Where do JVM Implementations differ (except licensing)? Does every JVM implement Type Erasure for the Generic handling?
Where are the differences between:
- JRockit
- IBM JVM
- SUN JVM
- Open JDK
- Blackdown
- Kaffe
..... Deals one of them with Tail-Call-Optimization?
Tail-call optimization is not yet supported by Java. John Rose is leading efforts to include this in a future release, and has described the approach, and some of the issues involved.
Another difference between JVMs is behaviour on undocumented API. (e.g. com.sun.xxx) For example, Sun's JVM and IBM's JVM both have slightly different behaviour on signal handling. (IBM's JVM doesn't allow the application to trap the "INT" signal in certain cases.)
JIT compiling is one thing that some JVM:s don't have.
Type erasure is a compiler function and as such JVM independent.
Things like type erasure are done by the compiler to be backward compatible with older JVMs. Most JVMs should support all the features you need, but some may be more optimized than others.

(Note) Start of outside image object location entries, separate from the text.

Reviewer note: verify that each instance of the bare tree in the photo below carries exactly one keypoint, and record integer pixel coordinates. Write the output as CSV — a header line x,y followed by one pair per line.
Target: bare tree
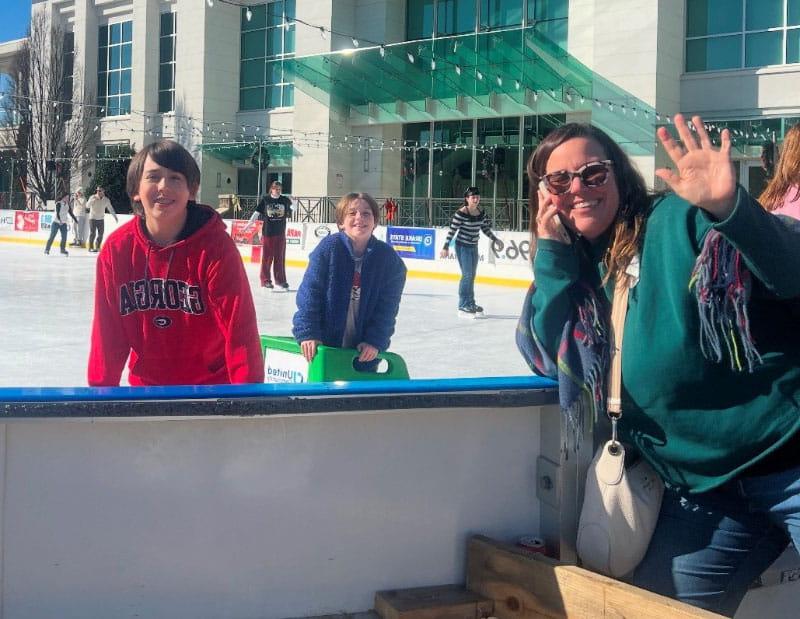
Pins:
x,y
54,118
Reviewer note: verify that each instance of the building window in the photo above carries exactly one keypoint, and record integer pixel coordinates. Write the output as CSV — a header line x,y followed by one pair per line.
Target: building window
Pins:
x,y
267,40
68,74
114,61
166,63
735,34
448,17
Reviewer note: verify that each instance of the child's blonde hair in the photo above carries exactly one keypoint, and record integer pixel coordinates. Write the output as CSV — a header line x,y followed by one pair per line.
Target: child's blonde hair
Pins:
x,y
346,200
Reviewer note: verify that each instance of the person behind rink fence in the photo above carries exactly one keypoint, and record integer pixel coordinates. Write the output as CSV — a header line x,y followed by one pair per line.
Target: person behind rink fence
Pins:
x,y
782,194
81,212
59,224
467,224
711,355
98,204
350,293
273,209
171,292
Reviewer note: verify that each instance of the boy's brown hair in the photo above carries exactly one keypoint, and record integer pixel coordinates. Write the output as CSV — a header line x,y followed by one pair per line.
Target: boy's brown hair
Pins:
x,y
169,154
346,200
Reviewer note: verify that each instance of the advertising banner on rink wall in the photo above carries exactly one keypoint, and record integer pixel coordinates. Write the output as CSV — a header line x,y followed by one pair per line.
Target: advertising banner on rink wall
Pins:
x,y
416,243
419,247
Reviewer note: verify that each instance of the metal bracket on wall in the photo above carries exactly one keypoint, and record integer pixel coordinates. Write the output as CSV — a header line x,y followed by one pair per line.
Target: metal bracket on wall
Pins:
x,y
547,482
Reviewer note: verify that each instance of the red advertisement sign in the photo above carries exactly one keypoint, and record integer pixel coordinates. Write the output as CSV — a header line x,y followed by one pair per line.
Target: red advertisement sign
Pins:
x,y
26,221
245,234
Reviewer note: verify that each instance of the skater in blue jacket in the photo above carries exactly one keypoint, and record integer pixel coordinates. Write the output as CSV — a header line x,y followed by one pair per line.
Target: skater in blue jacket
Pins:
x,y
351,291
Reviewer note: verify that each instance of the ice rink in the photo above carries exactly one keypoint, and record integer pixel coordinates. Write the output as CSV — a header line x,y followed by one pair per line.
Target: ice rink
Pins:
x,y
46,308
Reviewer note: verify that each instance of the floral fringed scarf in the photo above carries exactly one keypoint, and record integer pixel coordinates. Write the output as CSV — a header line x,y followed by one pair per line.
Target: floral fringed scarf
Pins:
x,y
722,286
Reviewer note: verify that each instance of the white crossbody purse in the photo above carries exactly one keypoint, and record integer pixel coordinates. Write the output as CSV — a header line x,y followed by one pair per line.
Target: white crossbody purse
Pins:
x,y
621,502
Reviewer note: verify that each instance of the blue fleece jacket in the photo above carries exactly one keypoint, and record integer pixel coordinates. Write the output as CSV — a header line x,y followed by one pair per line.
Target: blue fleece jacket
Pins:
x,y
324,296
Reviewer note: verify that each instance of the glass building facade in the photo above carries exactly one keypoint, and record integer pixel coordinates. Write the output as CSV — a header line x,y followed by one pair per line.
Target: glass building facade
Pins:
x,y
267,40
114,61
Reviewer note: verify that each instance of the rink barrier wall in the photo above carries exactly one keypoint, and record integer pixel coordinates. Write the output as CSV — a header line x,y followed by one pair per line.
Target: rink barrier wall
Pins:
x,y
509,267
267,501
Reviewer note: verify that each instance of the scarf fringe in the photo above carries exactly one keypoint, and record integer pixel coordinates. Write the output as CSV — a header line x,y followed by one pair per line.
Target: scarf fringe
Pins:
x,y
722,287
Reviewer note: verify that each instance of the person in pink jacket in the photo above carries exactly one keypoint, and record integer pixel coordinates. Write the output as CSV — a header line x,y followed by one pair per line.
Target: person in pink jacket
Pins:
x,y
782,195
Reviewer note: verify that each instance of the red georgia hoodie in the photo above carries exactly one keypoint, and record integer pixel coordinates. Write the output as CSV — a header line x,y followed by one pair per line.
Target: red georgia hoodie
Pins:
x,y
183,313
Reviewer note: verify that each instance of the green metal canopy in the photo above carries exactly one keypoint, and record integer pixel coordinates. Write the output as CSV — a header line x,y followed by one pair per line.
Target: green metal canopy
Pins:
x,y
280,152
489,74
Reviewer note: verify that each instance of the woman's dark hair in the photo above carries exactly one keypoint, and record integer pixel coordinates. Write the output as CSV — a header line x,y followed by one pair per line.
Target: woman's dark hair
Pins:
x,y
634,199
166,153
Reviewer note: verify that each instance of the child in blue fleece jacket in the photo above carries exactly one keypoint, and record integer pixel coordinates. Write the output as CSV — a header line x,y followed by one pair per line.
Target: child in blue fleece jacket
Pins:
x,y
351,291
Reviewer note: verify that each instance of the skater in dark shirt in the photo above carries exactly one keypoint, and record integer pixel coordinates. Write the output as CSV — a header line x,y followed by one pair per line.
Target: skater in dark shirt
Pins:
x,y
273,209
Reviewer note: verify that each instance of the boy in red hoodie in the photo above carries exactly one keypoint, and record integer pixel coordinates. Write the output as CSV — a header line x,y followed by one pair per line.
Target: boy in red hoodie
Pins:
x,y
171,292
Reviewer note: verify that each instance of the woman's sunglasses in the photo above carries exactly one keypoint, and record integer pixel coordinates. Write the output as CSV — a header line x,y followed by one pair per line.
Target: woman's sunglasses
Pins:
x,y
593,174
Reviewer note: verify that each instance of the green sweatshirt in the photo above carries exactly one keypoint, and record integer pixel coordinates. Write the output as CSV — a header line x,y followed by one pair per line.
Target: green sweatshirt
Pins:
x,y
697,422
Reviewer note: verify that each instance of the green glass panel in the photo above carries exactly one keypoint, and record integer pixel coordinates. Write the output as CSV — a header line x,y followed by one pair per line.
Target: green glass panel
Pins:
x,y
275,13
705,17
455,16
793,45
125,82
252,73
258,18
714,53
419,19
762,14
273,96
555,30
167,24
253,44
288,97
288,41
165,73
115,56
165,99
793,13
274,74
251,99
500,13
274,41
763,48
166,49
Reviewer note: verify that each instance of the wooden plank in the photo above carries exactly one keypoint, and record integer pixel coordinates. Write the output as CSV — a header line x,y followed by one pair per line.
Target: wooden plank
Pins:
x,y
531,586
441,602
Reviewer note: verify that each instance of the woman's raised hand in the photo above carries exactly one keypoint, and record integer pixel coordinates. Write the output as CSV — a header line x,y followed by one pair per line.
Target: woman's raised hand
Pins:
x,y
705,175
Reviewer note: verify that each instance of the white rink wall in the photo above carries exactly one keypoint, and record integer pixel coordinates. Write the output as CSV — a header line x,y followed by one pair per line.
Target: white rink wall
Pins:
x,y
510,266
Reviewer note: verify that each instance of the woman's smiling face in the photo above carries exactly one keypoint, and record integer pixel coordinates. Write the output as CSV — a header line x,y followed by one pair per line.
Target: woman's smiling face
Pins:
x,y
590,211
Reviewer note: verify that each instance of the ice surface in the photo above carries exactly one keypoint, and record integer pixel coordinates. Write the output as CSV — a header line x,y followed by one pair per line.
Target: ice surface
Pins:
x,y
46,308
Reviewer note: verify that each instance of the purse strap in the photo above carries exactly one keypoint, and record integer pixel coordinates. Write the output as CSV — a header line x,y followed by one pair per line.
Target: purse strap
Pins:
x,y
619,308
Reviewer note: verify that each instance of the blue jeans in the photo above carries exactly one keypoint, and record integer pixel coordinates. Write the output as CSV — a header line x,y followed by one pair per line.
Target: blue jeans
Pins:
x,y
709,548
55,228
468,263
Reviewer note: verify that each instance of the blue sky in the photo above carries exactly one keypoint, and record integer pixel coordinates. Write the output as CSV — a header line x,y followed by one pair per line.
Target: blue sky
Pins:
x,y
16,14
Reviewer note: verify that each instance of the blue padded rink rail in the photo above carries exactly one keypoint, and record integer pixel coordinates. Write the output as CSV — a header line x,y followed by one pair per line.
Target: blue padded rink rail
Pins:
x,y
267,390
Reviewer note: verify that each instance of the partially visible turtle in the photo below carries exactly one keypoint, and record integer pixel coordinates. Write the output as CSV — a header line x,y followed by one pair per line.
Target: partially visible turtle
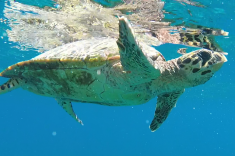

I'm guessing the Sun JVM is probably the fastest.
If the JVM claims to be Java it must pass the TCK, providing a lot of stock funcitonaltiy.
The differences are in non-core places, like garbage collection, the jconsole/visualvm in the Sun JVM, precompilation etc.
clarification: TCK is the test suite that a virtual machine has to pass in order to be officially Java compliant.